E intanto, mentre con Teresa il rapporto continua fluido, con quella confidenza tipica di chi si conosce a fondo, con Nadia non si arriverà mai a quell’amore totale e fiducioso.
“È difficile avere rapporti di coppia veramente limpidi. Io amavo Nadia, ma non l’amavo al punto da imporle anche con le brutte di raccontarmi cosa le era successo all’università, così che l’avrebbe allontanata per sempre dalle superfici algebriche.”
Come si intravede nell’uso del titolo e dell’incipit parzialmente fuorviante, Starnone è molto abile stilisticamente a costruire un intrigo ambivalente per tutto il libro. La stessa struttura, basata su tre racconti diversi per narratore (Pietro, sua figlia Emma e Teresa) e piano temporale, lancia un’esca per la riflessione sulla doppiezza delle persone e sulla fragilità della costruzione e del mantenimento della nostra identità.
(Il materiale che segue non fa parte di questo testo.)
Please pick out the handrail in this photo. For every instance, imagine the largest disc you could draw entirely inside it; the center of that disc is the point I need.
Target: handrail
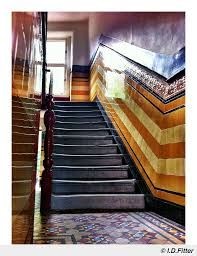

Confidenza è perciò un libro sul precario equilibrio della nostra fiducia, qualsiasi sia il rapporto di confidenza col prossimo. Un’opera che sottolinea la potenza delle parole come arma e, al contempo, la nostra precarietà.
Purtroppo però lo stesso romanzo vive di fragilità interne che ne inficiano la totale riuscita. In primis, se si riesce a percepire chiaramente la confidenza tra Teresa e Pietro, senza toccarla concretamente, diversa è la sorte della minaccia che incombe sull’insegnante. Purtroppo l’ansia del protagonista non vive della stessa forza comunicativa e il lettore non riesce a sentire e interiorizzare il pericolo o a percepire su di sé il fiato sul collo di Pietro.
Inoltre, nessuno pronuncia la parola fine alla fabula presentata nelle quasi centocinquanta pagine. Starnone, infatti, non sembra volerci accompagnare all’uscio e chiuderci la porta alle spalle. Ci lascia nel limbo, senza confidenze. Lasciandoci soli a riflettere sul fallimento della “pedagogia dello spavento“.